A good indication that we are not taking ourselves too seriously is that we remain able to laugh at our own shortcomings. When I read the following poem on a Mormon newsgroup on the Internet I found it both funny and sad, because I realized that the author – although obviously antagonistic towards the Church – had correctly observed the different attitudes amongst members towards the abandonment of early Mormon doctrine, which has led to most Latter-day Saints having contradictory opinions on such issues, with each of them firmly believing they have the correct view:
“How many Mormons does it take to change a lightbulb?
At least six: One to change the lightbulb;
One to deny that there was any change made;
One to say that we shouldn’t focus on the change only the need for light;
One to say we don’t teach that the light bulb needed changing in the first place;
One to say that the changer was acting for himself and not as an official changer;
And one to say, ‘Who cares who changed the bulb, don’t you feel the burning of the light?’”
There are difficult issues in Mormon theology that many members are unwilling to face up to, and all too willing to gloss over with such uninformed statements as those illustrated in the above joke. Those trying to avoid study or discussion on deep doctrines with excuses that do not explain the issues at hand, seem to fall perfectly into our comedian’s six stereotypes:
The Concessionary Mormon: There are those who seek to bring the LDS church into the 21st century, and are prepared to jettison whatever gets in that way. Ultimately one wonders what there would be left of Mormonism at all if everything objectionable was removed.
The Ultra-Orthodox: Another type of Latter-day Saint denies that Mormonism has ever changed; any evidence to the contrary must be imperfect, and anyone who suggests otherwise must be suspect.
The Lawyer: This character will try to divert attention away from the issue if it puts them or their beliefs in a negative light, or if it means otherwise facing up to an unpleasant issue. Perhaps they will clothe the doctrine in ambiguity, or say that a person is unfaithful to suppose that a change occurred.
The Apologist: They may claim that whatever has changed was not ever part of the real gospel, or that it still is relevant in principle, although not practiced. If pushed they may go so far as questioning any prophet who said it was true, and claiming this must have just been their opinion. But of course the modern leader’s view is held as divine truth, despite what his predecessors said on the subject.

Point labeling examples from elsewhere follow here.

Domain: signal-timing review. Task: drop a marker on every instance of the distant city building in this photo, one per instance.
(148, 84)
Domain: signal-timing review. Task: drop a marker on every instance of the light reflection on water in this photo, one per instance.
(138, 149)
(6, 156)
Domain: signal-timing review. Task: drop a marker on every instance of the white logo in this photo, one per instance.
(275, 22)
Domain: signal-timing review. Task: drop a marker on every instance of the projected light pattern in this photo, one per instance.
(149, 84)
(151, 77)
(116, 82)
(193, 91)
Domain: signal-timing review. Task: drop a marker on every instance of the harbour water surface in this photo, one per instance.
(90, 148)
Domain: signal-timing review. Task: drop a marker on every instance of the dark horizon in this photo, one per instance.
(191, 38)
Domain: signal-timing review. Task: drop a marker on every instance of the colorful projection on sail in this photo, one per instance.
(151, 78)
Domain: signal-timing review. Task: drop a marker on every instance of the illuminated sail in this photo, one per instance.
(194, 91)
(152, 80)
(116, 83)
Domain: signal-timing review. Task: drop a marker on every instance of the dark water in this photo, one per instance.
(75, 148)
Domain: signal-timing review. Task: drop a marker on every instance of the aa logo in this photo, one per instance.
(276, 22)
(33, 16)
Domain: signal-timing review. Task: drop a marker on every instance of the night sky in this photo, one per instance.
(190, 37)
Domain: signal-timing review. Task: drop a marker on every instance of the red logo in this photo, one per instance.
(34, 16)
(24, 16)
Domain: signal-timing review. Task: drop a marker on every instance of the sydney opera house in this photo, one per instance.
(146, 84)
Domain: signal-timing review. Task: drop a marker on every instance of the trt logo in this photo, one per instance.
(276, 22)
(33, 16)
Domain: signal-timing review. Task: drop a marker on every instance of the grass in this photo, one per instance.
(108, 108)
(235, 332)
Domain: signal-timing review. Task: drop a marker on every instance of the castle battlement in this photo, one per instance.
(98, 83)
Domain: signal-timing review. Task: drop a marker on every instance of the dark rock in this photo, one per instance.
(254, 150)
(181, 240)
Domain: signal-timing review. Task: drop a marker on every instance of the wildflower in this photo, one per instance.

The Liberal: The liberal is a doctrinal minimalist, there is little he considers necessary or unalterable in his faith, and evidence that the Church has discarded old beliefs is only fuel for his hope that the Church may yet relinquish other beliefs he finds old fashioned in his enlightened mind.
The ‘Emotional’ Mormon: As long as they feel good about something it must be right. They felt they had a ‘spiritual’ witness about one principle in the past, and so everything else they believe must be true. If someone doesn’t feel the same perhaps they (presumably) are unrighteous, or have studied the subject too much, and are in danger of studying themselves out of the Church. (Sadly, a common statement!)